13 February 2010

La Compañía de Jesús, the Jesuit College and La Condamine's bronze rule

10/2. This morning Sebastián had come by bus; so, we walked to thé bookshop of Quito: Libri Mundi to look for a bird guide, which they didn't have. We took a taxi to the historic center of Quito, the Plaza Grande o de la Independencia, where Daniel, the friend of Sebastián joined us. Nearby we visited the Church of the Society of Jesus (Iglesia de la Compañía de Jesus, an impressive baroque building built by Jesuits. Once inside, a young guide started to explain us its design of naves, transepts, crossings etc. But I was more interested in where the Jesuit College was, about which I had been reading in Neil Safier's book. Somewhere there La Condamine had placed a bronze rule with inscription on one of the walls (see p. 42 in "Measuring the New World", 2008). 
The beutiful building (all gold inside) of La Compañia de Jesús

Our guide was not offended and brought us past the gold-leaf adorned chapels to a kind of office, where we met - Oh, ¡qué suerte! - Juan Carlos Pinas, a museologist who's hobby was....La Condamine! He knew all about the subject, but was nevertheless pleasantly surprised when I showed him the book of Neil Safier. So, he showed us around in "el salon de Grados de la Universidad San Gregorio Magno de los Jesuitas", once a chapel, now a beautiful exposition hall with many old maps and instruments of the time of La Condamine and later: a microscope, compass, telescope, octant, barometer, but not......a pendulum. For both the bronze ruler (which La Condamine had originally placed on one of the walls of the Collegio Maximo) and for pendulums we had to visit the Observatório Astronómico in the Alameda parc.

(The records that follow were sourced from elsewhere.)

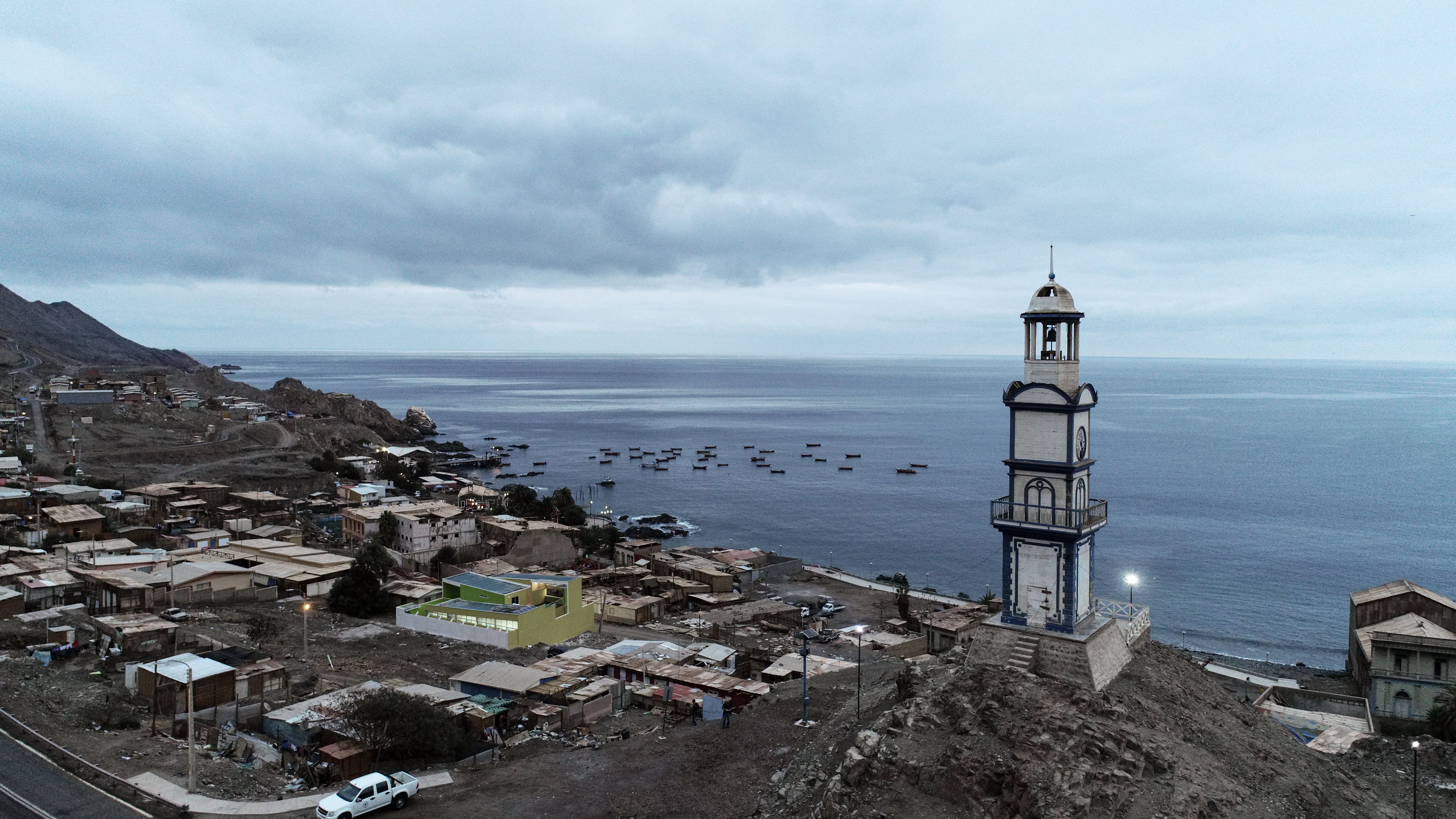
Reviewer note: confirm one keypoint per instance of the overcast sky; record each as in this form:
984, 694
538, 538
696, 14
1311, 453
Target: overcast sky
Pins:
788, 178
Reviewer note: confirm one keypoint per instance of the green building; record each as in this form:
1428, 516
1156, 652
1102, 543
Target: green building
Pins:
510, 611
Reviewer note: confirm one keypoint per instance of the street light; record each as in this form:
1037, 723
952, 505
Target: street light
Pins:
191, 744
860, 658
1416, 773
807, 635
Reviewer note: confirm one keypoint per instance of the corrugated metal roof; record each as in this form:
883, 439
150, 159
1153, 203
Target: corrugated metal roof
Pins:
504, 677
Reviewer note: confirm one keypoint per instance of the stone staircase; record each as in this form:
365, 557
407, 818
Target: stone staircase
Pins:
1024, 655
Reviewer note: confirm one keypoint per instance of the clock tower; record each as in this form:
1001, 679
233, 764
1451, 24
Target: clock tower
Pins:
1050, 621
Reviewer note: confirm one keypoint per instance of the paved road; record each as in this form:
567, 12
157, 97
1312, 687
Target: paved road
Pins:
30, 361
49, 788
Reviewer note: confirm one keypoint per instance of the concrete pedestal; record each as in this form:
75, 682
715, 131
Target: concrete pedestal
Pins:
1091, 658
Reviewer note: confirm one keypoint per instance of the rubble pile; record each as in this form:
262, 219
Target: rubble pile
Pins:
1160, 742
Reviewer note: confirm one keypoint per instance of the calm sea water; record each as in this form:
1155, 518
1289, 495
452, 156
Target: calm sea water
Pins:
1251, 496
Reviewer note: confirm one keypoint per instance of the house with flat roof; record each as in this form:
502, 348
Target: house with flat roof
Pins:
1403, 646
512, 610
72, 522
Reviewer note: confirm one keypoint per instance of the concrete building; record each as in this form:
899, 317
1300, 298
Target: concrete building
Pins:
510, 611
529, 543
1403, 646
433, 530
1052, 621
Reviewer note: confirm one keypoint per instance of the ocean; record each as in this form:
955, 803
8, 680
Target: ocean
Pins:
1251, 498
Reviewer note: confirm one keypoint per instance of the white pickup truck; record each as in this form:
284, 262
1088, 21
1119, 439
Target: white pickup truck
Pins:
369, 793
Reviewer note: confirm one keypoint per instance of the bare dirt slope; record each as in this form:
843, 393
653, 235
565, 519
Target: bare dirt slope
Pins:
66, 334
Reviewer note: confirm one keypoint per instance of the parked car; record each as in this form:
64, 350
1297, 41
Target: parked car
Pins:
369, 793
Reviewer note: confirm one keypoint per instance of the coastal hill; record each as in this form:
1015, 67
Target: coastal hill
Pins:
65, 334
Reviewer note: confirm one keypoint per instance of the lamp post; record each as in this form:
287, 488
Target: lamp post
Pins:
806, 636
860, 658
191, 744
1416, 773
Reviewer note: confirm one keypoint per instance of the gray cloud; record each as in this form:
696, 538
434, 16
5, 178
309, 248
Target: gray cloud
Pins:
472, 146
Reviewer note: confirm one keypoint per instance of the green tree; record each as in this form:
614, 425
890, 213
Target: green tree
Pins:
388, 530
375, 560
1442, 719
520, 500
405, 726
359, 594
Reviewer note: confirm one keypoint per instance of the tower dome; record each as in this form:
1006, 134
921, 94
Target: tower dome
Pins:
1052, 298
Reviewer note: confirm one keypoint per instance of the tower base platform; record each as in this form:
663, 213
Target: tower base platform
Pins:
1090, 658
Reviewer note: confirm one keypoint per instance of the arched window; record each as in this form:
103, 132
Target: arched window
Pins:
1040, 500
1403, 705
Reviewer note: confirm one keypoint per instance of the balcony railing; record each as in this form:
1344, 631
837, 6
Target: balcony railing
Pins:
1007, 511
1139, 618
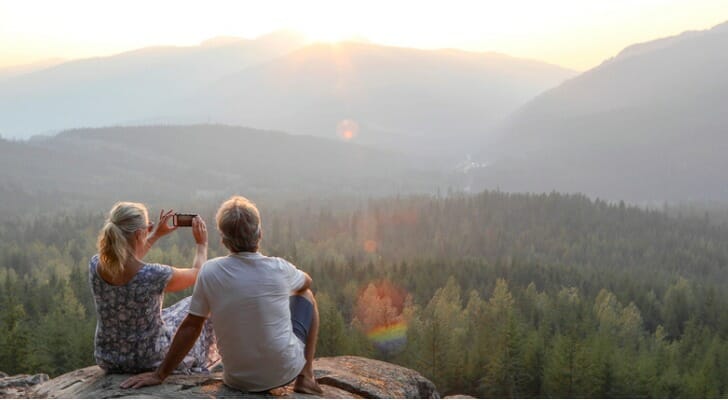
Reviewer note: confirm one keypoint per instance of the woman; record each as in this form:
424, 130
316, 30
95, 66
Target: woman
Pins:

Left: The museologist Juan Carlos Pinas of the Unidad de Conservacion, Fundación Iglesia de la Compania.
Right: the beautiful exposition hall, once the Salon de Grados de la Universidad San Gregorio Magno de los Jesuitas.

After having seen this beautiful exposition, which also impressed Sebastián and Daniel, Juan Carlos Pinas brought us to his office in the Colegio Maxima de Quito, past the rooms where La Condamine had resided (incognito) for many years.

Behind those windows La Condamine found hospitality of the Jesuits for many years.

In his office Juan Carlos showed us a beautiful book with information on La Condamine's stay in the Jesuit College. One of the things I briefly read in the book (which I bought; I sent it by post to Holland) was the acknowledgement that the presence of La Condamine had greatly stimulated the scientific activities of some of the Jesuits there. An interesting story, told by Juan Carlos was that one of the members of the expedition, the technician and mapmaker de Morainville, had made paintings (see below) which were sold in order to get some money. Apparently the expedition members run out of money several times during the 7 years of their stay.
Left: When the upper floor was built in the 19th century, the bronze rule of La Condamine was displaced, but not lost.
Right: One of the paintings of Monsieur de Morainville.

On the roof of the Colegio, Juan Carlos pointed out where the meridian went through which the expedition had measured. Satisfied, we left the Colegio and went to the nearby plaza, Palacio del Gobierno for a good lunch.

Left: From the roof of the Colegio the Iglesia Sicalpa(?), one of the points of the measured meridian.
Right: Lunch with Hilbert, Daniel, Sebastián and Conrad.

After lunch we walked to the Parque Alameda, where we took pictures of the principal expedition members and visited the Observatório. Here again there were many interesting old tools exhibited. We saw several ingeneous pendulums, but all seemed to be of a later date. An official told us that the pendulum used by La Condamine to measure the gravity had been lost. But at least we saw the bronze rule (varilla metalica) of the length of the pendulum on a marmor stone with inscription on observations on the pendulum's motion.. It doesn't seem to be the same rule as shown in the book of Neil Safier (p. 42), but the inscription described in his book must be the same. I hope my friend Henrie W. will, once again, help me to translate the latin text.
After heaving read for years about the statue of La Condamine in the Alameda parc,
we are finally there!

Statues of various expedition members. La Condamine is not represented very intelligently.
Would the artist have known that La Condamine was not popular among the Quitoenians?

Left: a 19th century pendulum in the Observatório Astronómico.
Right: the bronze rule giving the length of the pendulum used by La Condamine. 
It is probably the precursor of the standard meter in Paris.